Читать книгу Death Blossoms - Mumia Abu-Jamal - Страница 8
ОглавлениеFOREWORD
Cornel West
The passionate and prophetic voice of Mumia Abu-Jamal challenges us to wrestle with the most distinctive feature of present-day America: the relative erosion of the systems of caring and nurturing. This frightening reality, which renders more and more people unloved and unwanted, results primarily from several fundamental processes. There are, for example, the forces of our unregulated capitalist market, which have yielded not only immoral levels of wealth inequality and economic insecurity but also personal isolation and psychic disorientation. Then there is the legacy of white supremacy, which—in subtle and not-so-subtle ways—continues to produce new forms of geographical segregation, job ceilings, and social tension. We can also see how, in other arenas, oppressive ideologies and persisting bigotries (like patriarchy and homophobia) smother the possibility of healthy and humane relations among men and women. In short, our capitalist “civilization” is killing our minds, bodies, and souls in the name of the American Dream.

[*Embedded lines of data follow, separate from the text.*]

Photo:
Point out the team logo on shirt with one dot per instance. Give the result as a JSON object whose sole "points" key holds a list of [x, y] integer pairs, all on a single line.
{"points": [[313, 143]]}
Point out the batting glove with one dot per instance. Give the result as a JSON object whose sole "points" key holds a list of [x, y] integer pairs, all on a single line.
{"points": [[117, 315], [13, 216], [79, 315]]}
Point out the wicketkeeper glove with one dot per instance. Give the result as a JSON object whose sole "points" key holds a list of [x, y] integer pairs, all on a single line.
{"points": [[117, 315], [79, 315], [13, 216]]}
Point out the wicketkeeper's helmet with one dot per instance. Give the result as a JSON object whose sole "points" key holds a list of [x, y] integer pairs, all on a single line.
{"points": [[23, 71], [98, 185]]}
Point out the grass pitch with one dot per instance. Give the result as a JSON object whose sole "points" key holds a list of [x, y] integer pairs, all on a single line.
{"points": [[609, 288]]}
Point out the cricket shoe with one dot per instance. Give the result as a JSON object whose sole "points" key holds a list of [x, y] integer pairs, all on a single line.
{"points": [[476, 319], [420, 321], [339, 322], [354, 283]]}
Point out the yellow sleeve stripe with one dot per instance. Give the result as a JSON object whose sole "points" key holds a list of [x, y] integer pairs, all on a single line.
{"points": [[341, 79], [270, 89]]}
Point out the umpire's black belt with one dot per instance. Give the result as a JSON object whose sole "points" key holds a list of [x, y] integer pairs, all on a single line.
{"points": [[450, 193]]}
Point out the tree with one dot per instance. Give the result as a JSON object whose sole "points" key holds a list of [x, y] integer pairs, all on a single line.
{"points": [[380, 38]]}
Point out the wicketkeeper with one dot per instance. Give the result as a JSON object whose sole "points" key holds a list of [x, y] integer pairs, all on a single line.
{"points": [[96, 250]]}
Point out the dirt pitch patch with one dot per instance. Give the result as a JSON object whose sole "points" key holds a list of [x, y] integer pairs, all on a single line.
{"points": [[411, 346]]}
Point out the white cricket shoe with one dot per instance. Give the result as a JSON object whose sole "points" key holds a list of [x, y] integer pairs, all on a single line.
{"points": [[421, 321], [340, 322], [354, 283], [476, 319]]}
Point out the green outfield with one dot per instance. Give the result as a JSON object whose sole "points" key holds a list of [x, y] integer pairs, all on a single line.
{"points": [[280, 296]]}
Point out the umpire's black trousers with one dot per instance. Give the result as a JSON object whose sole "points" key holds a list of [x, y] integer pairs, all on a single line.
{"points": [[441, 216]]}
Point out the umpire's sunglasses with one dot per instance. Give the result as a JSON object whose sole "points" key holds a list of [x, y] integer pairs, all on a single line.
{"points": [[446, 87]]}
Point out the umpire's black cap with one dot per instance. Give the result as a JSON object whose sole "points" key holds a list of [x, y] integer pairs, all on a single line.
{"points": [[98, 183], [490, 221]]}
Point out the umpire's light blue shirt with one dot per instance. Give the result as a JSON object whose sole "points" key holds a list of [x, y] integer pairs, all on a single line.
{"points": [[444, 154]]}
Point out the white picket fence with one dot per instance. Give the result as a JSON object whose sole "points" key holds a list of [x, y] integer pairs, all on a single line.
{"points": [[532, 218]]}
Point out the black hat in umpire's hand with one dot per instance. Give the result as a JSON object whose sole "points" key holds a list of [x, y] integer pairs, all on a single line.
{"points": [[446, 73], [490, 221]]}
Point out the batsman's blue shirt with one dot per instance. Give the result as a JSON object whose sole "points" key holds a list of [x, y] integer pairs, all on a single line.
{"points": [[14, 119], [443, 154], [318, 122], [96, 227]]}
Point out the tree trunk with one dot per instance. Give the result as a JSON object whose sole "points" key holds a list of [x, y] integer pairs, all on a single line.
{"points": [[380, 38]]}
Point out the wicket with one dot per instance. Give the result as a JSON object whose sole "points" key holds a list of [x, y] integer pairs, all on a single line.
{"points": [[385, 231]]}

As one who has lived on the night-side of this dream—unjustly imprisoned for a crime he did not commit—Mumia Abu-Jamal speaks to us of the institutional injustice and spiritual impoverishment that permeates our culture. He reminds us of things most fellow citizens would rather deny, ignore, or evade. And, like the most powerful critics of our society—from Herman Melville, Theodore Dreiser, and Nathaniel West to Ann Petry, Richard Wright, Toni Morrison, and Eugene O’Neill—he forces us to grapple with the most fundamental question facing this country: What does it profit a nation to conquer the whole world and lose its soul? After decades of nightmarish jail conditions, Mumia Abu-Jamal’s soul is not only intact but still flourishing—just as the nation’s soul withers. Will we ever listen to and learn from our bloodstained prophets?